We've previously configured two routes for the OAuth provider and both routes are pointing to the same controller. Socialite helps to abstract the complicated OAuth logic making the implementation quite standard, with slight differences for different providers. A template has been defined and it can be used for all available OAuth2 providers changing the class constant and completing TODOs that depends on your application.

<?php namespace App\\Controllers;

use Illuminate\\Http\\Request;
use Illuminate\\Http\\RedirectResponse;

use Laravel\\Socialite\\Facades\\Socialite;
use Laravel\\Socialite\\Two\\User as SocialUser;

class OAuthGoogleController
{
// facebook, twitter twitter-oauth-2, linkedin, google, github, gitlab, bitbucket
const OAUTH_PROVIDER = 'google';

public function redirect(): RedirectResponse
{
return Socialite::driver(self::OAUTH_PROVIDER)->redirect();
}

public function callback(Request $request): RedirectResponse
{
/** @var SocialUser $socialUser */
$socialUser = Socialite::driver(self::OAUTH_PROVIDER)->user();

if ($socialUser->getEmail() === null) {
// TODO Missing email, redirect to manual registration page
}

try {
// TODO Get user from database using ID or email address
// TODO Throw UserNotFoundException if user does not exist
// TODO Update user attributes (if needed)
} catch (UserNotFoundException $e) {
// TODO Create new user record in the database
} finally {
// TODO Authenticate existing or new created user in the system
}

// TODO redirect authenticated user
}
}

First let's check what kind of information social user variable contains:

$socialUser->getId() // User identifier from OAuth provider
$socialUser->getNickname() // User nickname or null
$socialUser->getName() // User name concatenated with surname in some cases
$socialUser->getEmail() // User email address
$socialUser->getAvatar() // User avatar URL

Additional information can be gathered for Google OAuth users:

$socialUser['email_verified'] // User email verification flag (boolean)

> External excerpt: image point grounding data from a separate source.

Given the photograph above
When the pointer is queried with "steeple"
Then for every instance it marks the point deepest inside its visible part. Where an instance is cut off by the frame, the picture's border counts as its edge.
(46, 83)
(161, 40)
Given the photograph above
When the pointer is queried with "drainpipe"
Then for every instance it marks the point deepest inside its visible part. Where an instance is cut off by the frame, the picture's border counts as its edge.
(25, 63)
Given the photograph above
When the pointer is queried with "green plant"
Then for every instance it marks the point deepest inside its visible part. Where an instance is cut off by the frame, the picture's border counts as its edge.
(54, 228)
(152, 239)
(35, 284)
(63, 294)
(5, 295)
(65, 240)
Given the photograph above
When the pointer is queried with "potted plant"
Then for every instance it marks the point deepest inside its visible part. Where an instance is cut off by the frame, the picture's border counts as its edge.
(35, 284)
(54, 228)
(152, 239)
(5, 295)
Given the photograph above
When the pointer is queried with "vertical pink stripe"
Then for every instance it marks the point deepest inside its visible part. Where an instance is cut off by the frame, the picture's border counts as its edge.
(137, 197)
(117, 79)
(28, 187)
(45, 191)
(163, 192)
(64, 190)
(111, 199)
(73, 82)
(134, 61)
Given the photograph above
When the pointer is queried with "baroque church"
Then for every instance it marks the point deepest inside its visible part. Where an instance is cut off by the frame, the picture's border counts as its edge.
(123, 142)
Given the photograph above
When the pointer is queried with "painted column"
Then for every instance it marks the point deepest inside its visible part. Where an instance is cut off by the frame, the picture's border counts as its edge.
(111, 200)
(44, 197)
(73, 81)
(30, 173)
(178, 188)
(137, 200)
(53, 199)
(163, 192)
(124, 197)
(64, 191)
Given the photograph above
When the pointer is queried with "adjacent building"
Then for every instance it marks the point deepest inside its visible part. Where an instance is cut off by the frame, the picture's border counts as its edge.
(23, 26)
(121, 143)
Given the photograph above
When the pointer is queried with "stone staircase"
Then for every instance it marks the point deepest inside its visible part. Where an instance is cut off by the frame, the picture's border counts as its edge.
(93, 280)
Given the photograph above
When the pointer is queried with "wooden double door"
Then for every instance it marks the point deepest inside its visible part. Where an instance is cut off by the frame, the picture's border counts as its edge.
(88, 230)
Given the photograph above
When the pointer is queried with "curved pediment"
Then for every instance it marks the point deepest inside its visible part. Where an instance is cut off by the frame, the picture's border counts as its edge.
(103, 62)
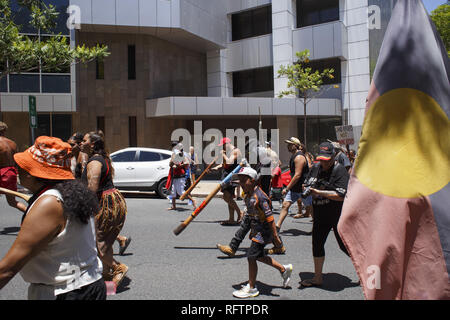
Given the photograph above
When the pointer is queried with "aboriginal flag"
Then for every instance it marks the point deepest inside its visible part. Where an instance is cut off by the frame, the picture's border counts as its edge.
(395, 220)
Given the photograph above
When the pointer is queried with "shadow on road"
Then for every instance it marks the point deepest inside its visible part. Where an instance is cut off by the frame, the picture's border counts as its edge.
(331, 281)
(263, 288)
(10, 231)
(295, 232)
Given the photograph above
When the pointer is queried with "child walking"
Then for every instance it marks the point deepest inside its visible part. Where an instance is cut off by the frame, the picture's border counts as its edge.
(263, 231)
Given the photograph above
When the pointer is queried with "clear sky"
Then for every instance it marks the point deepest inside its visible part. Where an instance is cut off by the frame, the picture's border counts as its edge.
(433, 4)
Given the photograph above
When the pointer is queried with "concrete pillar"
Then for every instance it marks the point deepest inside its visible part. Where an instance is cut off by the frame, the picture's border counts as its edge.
(288, 127)
(283, 22)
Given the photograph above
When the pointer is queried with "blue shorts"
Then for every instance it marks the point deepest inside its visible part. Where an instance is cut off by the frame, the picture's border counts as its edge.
(294, 196)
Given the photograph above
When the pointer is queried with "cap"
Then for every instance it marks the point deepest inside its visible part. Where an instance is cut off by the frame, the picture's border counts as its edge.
(224, 141)
(49, 158)
(326, 151)
(293, 140)
(247, 171)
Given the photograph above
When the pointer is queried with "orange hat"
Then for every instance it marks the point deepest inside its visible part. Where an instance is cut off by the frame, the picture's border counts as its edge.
(224, 141)
(49, 158)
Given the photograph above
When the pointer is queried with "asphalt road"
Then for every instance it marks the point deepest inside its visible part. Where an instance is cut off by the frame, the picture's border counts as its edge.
(163, 266)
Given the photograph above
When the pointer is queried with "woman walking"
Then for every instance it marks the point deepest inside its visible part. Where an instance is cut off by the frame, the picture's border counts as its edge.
(113, 209)
(55, 250)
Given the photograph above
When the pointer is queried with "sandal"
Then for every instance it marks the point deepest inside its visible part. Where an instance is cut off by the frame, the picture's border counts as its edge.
(310, 283)
(229, 223)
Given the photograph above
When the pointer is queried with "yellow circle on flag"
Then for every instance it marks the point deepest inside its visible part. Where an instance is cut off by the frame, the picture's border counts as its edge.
(405, 145)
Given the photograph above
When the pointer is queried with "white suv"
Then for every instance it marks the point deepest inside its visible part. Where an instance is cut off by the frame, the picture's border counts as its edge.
(141, 169)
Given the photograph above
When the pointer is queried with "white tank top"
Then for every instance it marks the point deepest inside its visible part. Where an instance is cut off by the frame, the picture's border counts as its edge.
(69, 261)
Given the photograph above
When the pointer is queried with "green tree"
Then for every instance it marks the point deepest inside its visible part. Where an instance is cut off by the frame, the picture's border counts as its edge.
(23, 53)
(304, 82)
(441, 18)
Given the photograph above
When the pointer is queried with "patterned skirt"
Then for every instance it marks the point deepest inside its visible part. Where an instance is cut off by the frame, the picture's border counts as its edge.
(109, 222)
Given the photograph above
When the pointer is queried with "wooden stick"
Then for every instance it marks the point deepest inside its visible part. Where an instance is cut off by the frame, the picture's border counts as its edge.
(14, 193)
(211, 195)
(194, 184)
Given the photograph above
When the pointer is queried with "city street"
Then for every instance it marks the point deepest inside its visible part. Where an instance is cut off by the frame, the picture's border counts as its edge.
(163, 266)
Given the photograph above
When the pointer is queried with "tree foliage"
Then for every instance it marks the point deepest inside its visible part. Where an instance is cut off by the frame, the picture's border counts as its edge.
(441, 18)
(23, 53)
(304, 81)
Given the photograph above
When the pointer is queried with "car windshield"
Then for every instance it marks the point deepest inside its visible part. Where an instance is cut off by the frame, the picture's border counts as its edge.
(126, 156)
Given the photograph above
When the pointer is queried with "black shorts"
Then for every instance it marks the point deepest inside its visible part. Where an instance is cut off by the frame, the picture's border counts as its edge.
(256, 250)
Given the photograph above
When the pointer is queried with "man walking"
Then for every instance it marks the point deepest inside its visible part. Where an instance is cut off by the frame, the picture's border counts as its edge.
(8, 172)
(299, 170)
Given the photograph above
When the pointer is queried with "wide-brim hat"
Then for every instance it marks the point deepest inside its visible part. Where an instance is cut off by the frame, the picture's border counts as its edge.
(49, 158)
(326, 151)
(246, 171)
(224, 141)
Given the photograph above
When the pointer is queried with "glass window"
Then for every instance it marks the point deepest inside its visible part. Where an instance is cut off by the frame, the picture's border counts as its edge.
(56, 83)
(4, 84)
(149, 156)
(101, 124)
(62, 126)
(255, 80)
(318, 130)
(311, 12)
(24, 83)
(251, 23)
(44, 125)
(61, 21)
(131, 62)
(126, 156)
(132, 131)
(21, 17)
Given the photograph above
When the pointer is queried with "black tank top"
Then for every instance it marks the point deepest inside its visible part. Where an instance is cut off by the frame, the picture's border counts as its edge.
(106, 181)
(298, 186)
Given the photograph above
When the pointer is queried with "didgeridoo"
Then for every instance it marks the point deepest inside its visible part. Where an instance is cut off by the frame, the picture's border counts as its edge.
(194, 184)
(14, 193)
(211, 195)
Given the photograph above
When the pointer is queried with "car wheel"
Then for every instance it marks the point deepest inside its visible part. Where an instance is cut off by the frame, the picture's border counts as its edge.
(161, 189)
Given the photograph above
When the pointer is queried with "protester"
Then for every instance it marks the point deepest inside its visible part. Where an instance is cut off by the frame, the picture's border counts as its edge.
(231, 157)
(79, 159)
(305, 203)
(328, 196)
(8, 172)
(263, 231)
(98, 175)
(179, 164)
(55, 250)
(299, 170)
(276, 185)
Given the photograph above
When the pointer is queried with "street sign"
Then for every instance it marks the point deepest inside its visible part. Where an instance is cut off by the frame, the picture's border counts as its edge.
(344, 135)
(32, 111)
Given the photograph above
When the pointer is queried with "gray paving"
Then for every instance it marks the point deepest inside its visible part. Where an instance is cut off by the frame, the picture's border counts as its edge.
(189, 267)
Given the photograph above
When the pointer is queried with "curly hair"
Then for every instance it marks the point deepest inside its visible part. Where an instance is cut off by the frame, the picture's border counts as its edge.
(78, 201)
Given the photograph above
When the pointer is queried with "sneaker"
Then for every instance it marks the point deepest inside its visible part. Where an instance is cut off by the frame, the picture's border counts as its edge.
(119, 274)
(124, 245)
(275, 250)
(226, 249)
(286, 275)
(246, 292)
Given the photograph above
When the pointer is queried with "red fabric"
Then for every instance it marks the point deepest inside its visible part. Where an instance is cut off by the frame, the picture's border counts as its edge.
(8, 178)
(169, 180)
(276, 180)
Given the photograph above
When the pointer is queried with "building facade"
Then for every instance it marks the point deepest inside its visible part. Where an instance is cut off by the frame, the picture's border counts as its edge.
(174, 62)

Generally, for OAuth2 providers, token information is available too:

$socialUser->token
$socialUser->refreshToken
$socialUser->expiresIn

As you can see it's very easy to setup any provider and the code for all of them is quite similar.

Conclusion

Login with social accounts is a straightforward process and at the same time it improves the user experience. Officially Socialite plugin only supports popular platforms for OAuth but you can find non-official implementations of other platforms too.